Eğer okuma sonucunda, bilgi seviyesi yükselmiş, ancak bilgi eyleme dönüşmemişse, bu okumanın pek bir faydası olduğu iddia edilemez. Kuru bilgi diye bahsettiğimiz bu donanıma sahip kişi kullanım kılavuzumuzda “ciltlerle kitap taşıyan eşek” olarak tarif edilmektedir.
Okuma nihayetinde, arzu edilen yolculuğa çıkamamanın bazı sebepleri vardır. Kullanım kılavuzumuzda bu sebepler, kalplerin üzerindeki kilitler olarak ifade edilir: “Onlar Kur’an(’ın söyledikleri) üzerinde düşünmezler mi? Yoksa kalpler(inin) üzerinde kilitler mi var?”[2]
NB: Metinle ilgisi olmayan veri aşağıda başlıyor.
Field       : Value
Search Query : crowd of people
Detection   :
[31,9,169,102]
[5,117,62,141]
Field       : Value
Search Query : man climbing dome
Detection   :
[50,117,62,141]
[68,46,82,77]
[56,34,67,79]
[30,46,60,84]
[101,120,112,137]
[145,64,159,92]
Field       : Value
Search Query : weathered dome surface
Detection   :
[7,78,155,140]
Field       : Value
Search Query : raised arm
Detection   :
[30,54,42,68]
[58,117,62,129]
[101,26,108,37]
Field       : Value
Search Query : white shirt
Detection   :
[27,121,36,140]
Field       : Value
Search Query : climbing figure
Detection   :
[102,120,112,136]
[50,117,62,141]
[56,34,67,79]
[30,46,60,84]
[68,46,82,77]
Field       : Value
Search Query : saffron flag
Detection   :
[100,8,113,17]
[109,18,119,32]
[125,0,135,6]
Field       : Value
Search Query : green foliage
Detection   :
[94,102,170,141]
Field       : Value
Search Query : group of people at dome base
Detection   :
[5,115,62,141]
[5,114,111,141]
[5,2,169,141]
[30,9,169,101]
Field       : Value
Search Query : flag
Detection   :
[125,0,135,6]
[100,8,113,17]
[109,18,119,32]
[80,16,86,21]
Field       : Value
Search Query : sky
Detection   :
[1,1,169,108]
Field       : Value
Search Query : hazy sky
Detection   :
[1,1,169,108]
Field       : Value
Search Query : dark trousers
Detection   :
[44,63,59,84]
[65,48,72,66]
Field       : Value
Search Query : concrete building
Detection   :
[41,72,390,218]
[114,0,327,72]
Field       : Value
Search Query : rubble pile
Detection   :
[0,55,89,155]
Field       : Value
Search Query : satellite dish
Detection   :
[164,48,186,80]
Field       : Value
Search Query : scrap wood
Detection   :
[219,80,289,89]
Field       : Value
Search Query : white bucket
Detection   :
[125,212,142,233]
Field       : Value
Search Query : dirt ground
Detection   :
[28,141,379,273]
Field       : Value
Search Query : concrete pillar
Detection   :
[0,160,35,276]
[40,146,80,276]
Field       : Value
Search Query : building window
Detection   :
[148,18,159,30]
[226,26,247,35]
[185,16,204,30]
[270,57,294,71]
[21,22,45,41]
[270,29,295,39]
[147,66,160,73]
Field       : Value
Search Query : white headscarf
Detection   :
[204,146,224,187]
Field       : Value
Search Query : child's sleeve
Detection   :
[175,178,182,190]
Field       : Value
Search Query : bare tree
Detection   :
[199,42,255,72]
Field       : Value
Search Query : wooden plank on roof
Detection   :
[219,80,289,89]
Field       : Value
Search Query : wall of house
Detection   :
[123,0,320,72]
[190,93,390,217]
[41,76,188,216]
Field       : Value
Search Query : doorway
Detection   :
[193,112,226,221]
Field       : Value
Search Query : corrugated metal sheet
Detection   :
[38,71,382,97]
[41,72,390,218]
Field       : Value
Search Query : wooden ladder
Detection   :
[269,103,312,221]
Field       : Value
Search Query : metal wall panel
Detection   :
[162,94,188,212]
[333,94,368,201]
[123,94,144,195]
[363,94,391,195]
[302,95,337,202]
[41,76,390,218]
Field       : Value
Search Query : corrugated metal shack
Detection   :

Hidayet kaynağı olan, doğru yol rehberi olan Kur’an-ı Kerim’i okumak, aslında en büyük faydayı sağlayan okumadır. Ancak insanın süflî hazları, bu okumanın dahi amaca hizmetine engel olur. Hal böyle iken diğer okumaların, amacından sapması hiç de şaşılacak bir şey değildir.
Kalbin kilitli olması, kuruması ve sertleşmesi olarak tefsir edilir. Zira kalp, gerçeği görmek ve bilmek üzere yaratılmıştır. Ancak dünyevi hazlar içinde bırakıldığında katılaşır ve taştan farkı kalmaz. İşte bu taşlaşma, kalbin kilitli halidir. Böyle bir kalbe sahip olan kimse, insanlığın faziletlerinden uzak düşmekten kurtulamaz. Hayatı doğru okuyamamanın sonucunda ise huzursuz ve boşa harcanan bir ömür vardır sadece.
Kalbi kilitleyen dünyevi hazların peşinde koşmak, insanın diğer azalarını yerli yerinde kullanmaması demektir. Gözünü gerçeği değil de istediğini görmek için kullanan, kulağını gerçeği değil de istediğini duymak için yönlendiren kişi, her adımında kalbinin kilidini sağlamlaştırır.
İnsan, her okuma sürecinde kalbine yönelmeli, kalp üzerinde kilit olup olmadığını kontrol etmelidir ki maksat hasıl olsun. Aksi taktirde çok okumuş ama kendini bilmeyen cahillerden olmak mümkündür.
Okumak, insana irfan ve hikmet kazandırdığı ölçüde kıymetlidir. Bu gerçeği, Yunus Emre, dizelerinde ne güzel ifade etmiştir:
Okumaktan murat ne? / Kişi Hakkı bilmektir. / Çün okudun bilmezsin / Ha bir kuru emektir.
İlim ilim bilmektir / İlim kendin bilmektir / Sen kendini bilmezsin / Ya nice okumaktır.